Parlour Games for Modern Families

Sunday, August 5, 2012

Why I no longer draw with my children

 

So many children are easily discouraged about their creative abilities. Even my own.

I first realised this while drawing. I love to draw, but for all my resolutions, I rarely make the time to do it. Every now and then, however, when my kids were drawing and I had a few minutes, I would sit down at the end of the table, pull over a piece of paper, and begin to sketch. Within minutes they would stop, every time; and it took me years to notice.

Why are you stopping? I'd ask.

Because I can’t draw, they'd say.

And so I'd say useless things like, We all draw differently just as we all have different singing voices; what you’re doing is fantastic; and if you’re looking at mine you need to remember I’ve had 30 years’ more practice. But it was too late; they’d have shoved the paper away by then.

Worse still, they might then ask me to draw an elephant or whatever, because they ‘couldn’t’. Sometimes I did, but then I felt like I’d failed them; sometimes I didn’t, and they made me feel so mean. Yet I couldn't see how me doing their drawing helped them to develop a style or build confidence, so I finally solved the problem by refusing to draw with them at all.

 
I ran into a similar issue at school. I read and write with school kids in a one on one program. During first semester of this year, I thought we could play with journaling. Each week I read out a story, we asked wondering questions, then we sat side by side writing a response to the questions raised by the story. And week after week, despite the constraints of shaping my handwriting to Victorian standard cursive, I’d still fall into my own little world and get lost in a story; and the kid would look over at some stage and sigh. Yes? I’d say, Would you like to share what you’ve done?

Nah, the kid would say; and then sometimes they’d exclaim that they couldn’t write. No matter what I said, and no matter how much praise I lavished on them, if the kid looked at my page of neat handwriting, discouragement would set in. Yet I was so desperate to write with anyone, even a seven year old, that it took me a while to realise what was happening.

Finally, I began to wonder about how I related to people who were ‘better’ than me. I have a very competitive streak, held firmly in check, and so I have always found it difficult to make friends with people who are smarter / more qualified / better at everything. Because I know this about myself and have worked on it for years, most of my friends are indeed smarter / more qualified / better at everything and my life has been enormously enriched by this; but it has taken me a long time to get to this place.

Even now, I struggle to go out on a limb in front of anyone except a child. I can write, sketch, sing loudly and do a dance if there’s a child needing to be drawn out; but never, never for an adult. I wouldn’t want to draw in front of a ‘real’ artist or write in front of a ‘real’ writer, so how could I expect a child to?

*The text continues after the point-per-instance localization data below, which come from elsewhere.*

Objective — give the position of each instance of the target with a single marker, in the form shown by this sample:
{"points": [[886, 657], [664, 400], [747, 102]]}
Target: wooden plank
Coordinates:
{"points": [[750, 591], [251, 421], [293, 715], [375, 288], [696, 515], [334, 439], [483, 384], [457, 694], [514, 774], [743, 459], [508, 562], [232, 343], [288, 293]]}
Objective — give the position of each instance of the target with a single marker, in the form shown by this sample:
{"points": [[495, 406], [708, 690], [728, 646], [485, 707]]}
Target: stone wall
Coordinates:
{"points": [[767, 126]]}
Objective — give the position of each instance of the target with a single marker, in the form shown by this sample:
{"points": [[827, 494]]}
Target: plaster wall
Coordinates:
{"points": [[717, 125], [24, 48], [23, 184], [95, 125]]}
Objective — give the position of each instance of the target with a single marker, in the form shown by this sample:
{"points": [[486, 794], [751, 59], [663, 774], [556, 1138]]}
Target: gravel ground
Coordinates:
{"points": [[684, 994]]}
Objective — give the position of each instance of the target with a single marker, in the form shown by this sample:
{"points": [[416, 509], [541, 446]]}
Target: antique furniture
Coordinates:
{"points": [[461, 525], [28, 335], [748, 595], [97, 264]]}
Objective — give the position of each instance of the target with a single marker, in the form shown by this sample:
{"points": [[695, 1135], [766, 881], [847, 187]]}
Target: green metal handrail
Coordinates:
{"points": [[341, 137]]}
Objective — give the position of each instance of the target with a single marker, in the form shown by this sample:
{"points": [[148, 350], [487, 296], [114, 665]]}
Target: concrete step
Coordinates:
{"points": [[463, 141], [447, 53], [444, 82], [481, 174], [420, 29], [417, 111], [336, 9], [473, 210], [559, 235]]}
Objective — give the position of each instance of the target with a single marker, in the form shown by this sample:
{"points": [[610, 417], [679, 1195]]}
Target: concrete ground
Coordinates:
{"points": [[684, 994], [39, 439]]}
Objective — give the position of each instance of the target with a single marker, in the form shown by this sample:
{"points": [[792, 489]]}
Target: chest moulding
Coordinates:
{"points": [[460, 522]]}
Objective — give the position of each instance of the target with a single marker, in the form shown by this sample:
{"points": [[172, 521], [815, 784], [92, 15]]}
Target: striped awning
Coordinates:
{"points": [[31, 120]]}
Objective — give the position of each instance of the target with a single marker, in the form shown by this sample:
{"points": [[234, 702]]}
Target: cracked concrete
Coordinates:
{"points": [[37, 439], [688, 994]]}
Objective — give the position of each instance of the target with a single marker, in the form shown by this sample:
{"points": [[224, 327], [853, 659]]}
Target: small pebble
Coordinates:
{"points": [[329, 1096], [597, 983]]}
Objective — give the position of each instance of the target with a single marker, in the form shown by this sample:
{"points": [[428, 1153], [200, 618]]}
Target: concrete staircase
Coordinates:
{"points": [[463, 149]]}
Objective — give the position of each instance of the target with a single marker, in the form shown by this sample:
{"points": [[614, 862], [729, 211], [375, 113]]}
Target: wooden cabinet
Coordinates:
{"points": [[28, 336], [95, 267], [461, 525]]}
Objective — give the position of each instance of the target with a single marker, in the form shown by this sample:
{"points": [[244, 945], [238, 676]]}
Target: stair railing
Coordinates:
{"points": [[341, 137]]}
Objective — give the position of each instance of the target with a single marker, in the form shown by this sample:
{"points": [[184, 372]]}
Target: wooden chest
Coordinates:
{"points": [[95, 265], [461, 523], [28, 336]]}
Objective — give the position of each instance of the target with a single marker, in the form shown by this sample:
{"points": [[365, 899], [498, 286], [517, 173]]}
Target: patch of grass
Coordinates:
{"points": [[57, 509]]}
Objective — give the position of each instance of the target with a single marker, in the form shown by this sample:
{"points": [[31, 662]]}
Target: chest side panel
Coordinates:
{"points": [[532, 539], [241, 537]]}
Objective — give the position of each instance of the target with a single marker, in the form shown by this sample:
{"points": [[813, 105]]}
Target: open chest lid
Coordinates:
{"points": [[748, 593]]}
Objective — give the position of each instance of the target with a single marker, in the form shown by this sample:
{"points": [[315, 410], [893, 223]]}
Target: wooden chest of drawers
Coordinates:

So I began opting out at school just as I did at home. Because I hate the idea of sitting there idly or, worse, watching, while a kid dreams and writes awhile, I take in the cryptic crossword. Now we do the reading and wondering together, then the kid is cut loose to respond while I scratch my head and fill in a few clues. They glance over from time to time and see my pathetic scratchings, and the mistakes crossed out, and all the empty boxes, and grin to themselves, then stick their nose back into their own story. At the end of the session my puzzle is still only a quarter filled in while their story, about something in which they are the only expert, is an accomplished piece: something to be really proud of; and the only one left feeling like an idiot is, very happily, me.

PS - I came across this piece on *not* drawing for children; it clearly articulates that towards which I am fumbling.

Pictures show my oldest daughter's portrait of 'Sam' from Sam and the Tigers, a gorgeous Black reclamation of the story of Little Black Sambo by Julius Lester and Jerry Pinkney, drawn when she was three; and a spinning top, which she drew at 8 - the things she gets up to when I'm not looking!